1. Recommended Model: Logistic Regression
The Logistic Regression model remains unequivocally the top-ranked model. Its leading performance across all key metrics—Precision (0.910), Recall (0.914), F1-score (0.912), and ROC AUC (0.908)—demonstrates its superior capability in accurately identifying interested customers while minimizing errors. Its inherent ability to provide probability scores meets the flexible thresholding requirement, and its interpretability fosters stakeholder trust. Given the primary goal of reducing costs by avoiding contact with uninterested customers, its high precision is paramount.

2. Second Rank: Support Vector Machine (SVM)
With a Precision of 0.620, the SVM ranks second. This is the highest precision after Logistic Regression, making it more aligned with the business objective than the other models. While its Recall (0.390) and F1-score (0.485) are relatively low, it offers linear interpretability and supports probability outputs. Despite the trade-off in recall, the high precision gives it an edge over the MLP.

3. Third Rank: Neural Network (MLP)
The MLP model achieved a Precision of 0.600 and Recall of 0.500, resulting in an F1-score of 0.545. It captures non-linear relationships and outputs probabilities, but its black-box nature may hinder stakeholder acceptance. While its overall metrics are balanced, the slightly lower precision places it just below SVM for this task.
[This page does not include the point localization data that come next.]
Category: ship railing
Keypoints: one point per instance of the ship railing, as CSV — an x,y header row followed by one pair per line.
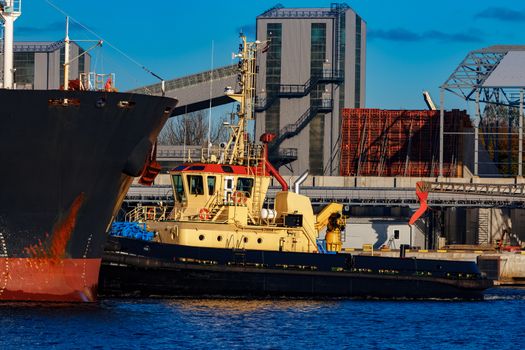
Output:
x,y
148,212
253,154
97,81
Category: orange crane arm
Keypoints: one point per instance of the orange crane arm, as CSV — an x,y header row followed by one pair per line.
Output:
x,y
422,194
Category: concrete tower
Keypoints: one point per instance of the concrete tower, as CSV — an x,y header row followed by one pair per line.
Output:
x,y
313,67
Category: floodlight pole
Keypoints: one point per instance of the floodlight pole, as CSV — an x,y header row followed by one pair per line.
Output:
x,y
520,137
441,128
476,134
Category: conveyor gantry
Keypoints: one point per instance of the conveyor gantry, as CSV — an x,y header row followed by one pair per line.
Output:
x,y
472,191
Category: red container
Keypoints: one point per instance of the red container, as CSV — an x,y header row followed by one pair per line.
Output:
x,y
399,142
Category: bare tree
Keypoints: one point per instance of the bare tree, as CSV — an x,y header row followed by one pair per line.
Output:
x,y
192,130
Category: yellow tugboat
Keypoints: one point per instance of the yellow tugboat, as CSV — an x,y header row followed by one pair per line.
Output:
x,y
220,238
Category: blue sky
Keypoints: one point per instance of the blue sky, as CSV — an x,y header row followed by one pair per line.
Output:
x,y
412,45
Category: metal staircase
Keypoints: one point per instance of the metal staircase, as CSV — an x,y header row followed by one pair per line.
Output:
x,y
292,130
299,90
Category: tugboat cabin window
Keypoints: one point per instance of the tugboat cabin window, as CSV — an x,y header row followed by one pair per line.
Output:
x,y
178,188
396,234
196,184
245,185
211,185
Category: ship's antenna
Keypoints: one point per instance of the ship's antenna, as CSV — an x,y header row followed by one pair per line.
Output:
x,y
211,93
66,56
162,81
10,10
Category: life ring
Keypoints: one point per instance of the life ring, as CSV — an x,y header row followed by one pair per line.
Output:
x,y
204,214
239,197
151,214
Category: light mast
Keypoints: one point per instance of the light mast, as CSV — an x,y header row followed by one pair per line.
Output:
x,y
10,10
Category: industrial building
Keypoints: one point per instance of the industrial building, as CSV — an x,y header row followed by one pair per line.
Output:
x,y
312,68
40,65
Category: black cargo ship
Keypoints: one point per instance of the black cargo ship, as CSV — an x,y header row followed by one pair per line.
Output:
x,y
68,158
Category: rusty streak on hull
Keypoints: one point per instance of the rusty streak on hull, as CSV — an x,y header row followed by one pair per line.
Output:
x,y
44,279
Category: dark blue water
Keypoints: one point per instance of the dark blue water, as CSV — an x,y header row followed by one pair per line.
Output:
x,y
495,323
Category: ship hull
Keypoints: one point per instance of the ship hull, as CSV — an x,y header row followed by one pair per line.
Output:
x,y
68,158
135,268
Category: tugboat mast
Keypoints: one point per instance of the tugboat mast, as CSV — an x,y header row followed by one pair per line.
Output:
x,y
246,98
10,10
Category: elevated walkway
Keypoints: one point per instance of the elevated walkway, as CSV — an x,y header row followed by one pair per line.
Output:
x,y
292,130
298,90
193,91
377,191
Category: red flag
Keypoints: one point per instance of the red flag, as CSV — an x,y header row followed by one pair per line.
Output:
x,y
108,84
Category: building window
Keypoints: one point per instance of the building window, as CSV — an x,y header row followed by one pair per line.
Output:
x,y
317,59
273,75
211,185
24,63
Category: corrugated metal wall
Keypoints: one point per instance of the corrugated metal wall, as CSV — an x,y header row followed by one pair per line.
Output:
x,y
400,142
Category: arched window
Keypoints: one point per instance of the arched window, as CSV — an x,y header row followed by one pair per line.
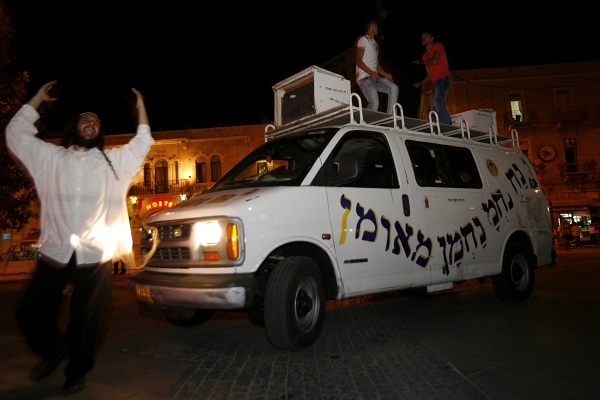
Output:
x,y
176,172
215,168
161,174
147,175
201,172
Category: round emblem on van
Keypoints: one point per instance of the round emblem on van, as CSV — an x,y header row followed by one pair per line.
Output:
x,y
547,153
492,167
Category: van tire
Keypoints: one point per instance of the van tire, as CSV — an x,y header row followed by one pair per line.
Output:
x,y
294,304
515,282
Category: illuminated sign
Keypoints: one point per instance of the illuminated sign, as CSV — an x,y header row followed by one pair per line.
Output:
x,y
153,205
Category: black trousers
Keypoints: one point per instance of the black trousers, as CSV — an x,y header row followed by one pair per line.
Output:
x,y
40,312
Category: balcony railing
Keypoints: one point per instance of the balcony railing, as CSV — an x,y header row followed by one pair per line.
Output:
x,y
569,114
525,118
584,171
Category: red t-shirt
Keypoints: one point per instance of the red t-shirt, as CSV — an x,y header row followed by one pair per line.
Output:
x,y
441,68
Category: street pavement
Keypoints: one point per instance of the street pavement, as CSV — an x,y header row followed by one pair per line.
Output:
x,y
463,344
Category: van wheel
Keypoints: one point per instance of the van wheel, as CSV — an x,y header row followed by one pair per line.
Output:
x,y
294,304
195,317
515,282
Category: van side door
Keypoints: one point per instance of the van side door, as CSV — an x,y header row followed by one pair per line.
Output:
x,y
369,213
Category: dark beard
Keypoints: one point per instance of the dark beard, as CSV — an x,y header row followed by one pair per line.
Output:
x,y
88,143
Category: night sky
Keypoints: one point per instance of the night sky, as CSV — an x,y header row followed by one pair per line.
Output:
x,y
203,66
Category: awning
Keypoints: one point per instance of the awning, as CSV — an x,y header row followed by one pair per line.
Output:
x,y
32,238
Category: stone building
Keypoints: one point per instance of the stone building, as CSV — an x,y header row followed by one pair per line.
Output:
x,y
555,111
180,164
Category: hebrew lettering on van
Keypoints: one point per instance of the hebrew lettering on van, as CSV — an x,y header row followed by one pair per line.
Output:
x,y
423,249
511,175
423,243
493,206
368,235
347,206
448,241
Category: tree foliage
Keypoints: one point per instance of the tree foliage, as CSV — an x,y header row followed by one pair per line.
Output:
x,y
17,192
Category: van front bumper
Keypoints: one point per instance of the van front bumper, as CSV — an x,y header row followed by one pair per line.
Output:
x,y
208,292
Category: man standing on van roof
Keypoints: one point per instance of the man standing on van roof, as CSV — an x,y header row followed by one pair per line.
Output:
x,y
438,72
370,76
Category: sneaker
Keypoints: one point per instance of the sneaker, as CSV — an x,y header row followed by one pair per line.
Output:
x,y
73,385
45,367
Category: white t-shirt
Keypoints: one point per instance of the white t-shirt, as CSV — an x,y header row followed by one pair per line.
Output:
x,y
370,58
83,206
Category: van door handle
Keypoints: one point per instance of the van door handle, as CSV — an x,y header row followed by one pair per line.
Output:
x,y
533,183
405,205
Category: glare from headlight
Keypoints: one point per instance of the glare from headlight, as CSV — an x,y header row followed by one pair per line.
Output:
x,y
207,233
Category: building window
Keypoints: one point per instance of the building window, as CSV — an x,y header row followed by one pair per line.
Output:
x,y
570,147
201,175
161,173
147,175
215,168
516,107
176,172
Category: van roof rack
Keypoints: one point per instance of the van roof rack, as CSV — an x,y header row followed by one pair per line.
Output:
x,y
356,115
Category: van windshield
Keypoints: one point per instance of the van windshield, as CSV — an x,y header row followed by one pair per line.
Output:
x,y
280,162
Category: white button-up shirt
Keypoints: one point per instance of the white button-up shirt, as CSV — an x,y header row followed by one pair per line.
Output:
x,y
83,205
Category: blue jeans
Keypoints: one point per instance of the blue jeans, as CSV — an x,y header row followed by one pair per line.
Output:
x,y
439,91
371,91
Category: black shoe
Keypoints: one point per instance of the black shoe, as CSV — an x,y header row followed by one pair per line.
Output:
x,y
73,385
45,367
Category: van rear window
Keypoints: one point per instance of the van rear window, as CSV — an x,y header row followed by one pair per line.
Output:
x,y
438,165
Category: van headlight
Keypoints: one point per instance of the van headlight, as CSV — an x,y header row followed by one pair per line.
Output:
x,y
217,240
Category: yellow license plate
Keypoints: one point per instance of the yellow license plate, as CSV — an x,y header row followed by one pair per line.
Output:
x,y
143,293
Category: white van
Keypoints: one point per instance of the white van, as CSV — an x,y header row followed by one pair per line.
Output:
x,y
347,203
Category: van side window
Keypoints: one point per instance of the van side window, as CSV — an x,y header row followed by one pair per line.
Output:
x,y
437,165
361,159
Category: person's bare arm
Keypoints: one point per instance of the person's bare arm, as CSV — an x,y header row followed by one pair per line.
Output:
x,y
139,110
42,95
4. Fourth Rank: Random Forest
Random Forest places fourth. Its ROC AUC (0.745) is good, and its Recall (0.627) is decent. However, its low Precision (0.444) is a significant drawback. Its F1 score is better than LightGBM's.

5. Fifth Rank: LightGBM
LightGBM is ranked fifth. While it boasts the second-highest Recall (0.735) and a good ROC AUC (0.740), its extremely low Precision (0.333) makes it unsuitable for the primary goal of cost minimization through targeted contact. The high number of false positives would lead to substantial wasted marketing expenditure, despite its efficiency and other technical advantages. Its F1-score is also the lowest among the tree-based ensembles and MLP.

Conclusion

Based on this comprehensive assessment the Logistic Regression model is still strongly recommended for deployment. It best satisfies the project's success criteria, offering an excellent balance of high precision for cost-effective marketing campaigns and the necessary flexibility in threshold setting for the Marketing team. Its strong performance metrics and interpretability make it a reliable and understandable choice.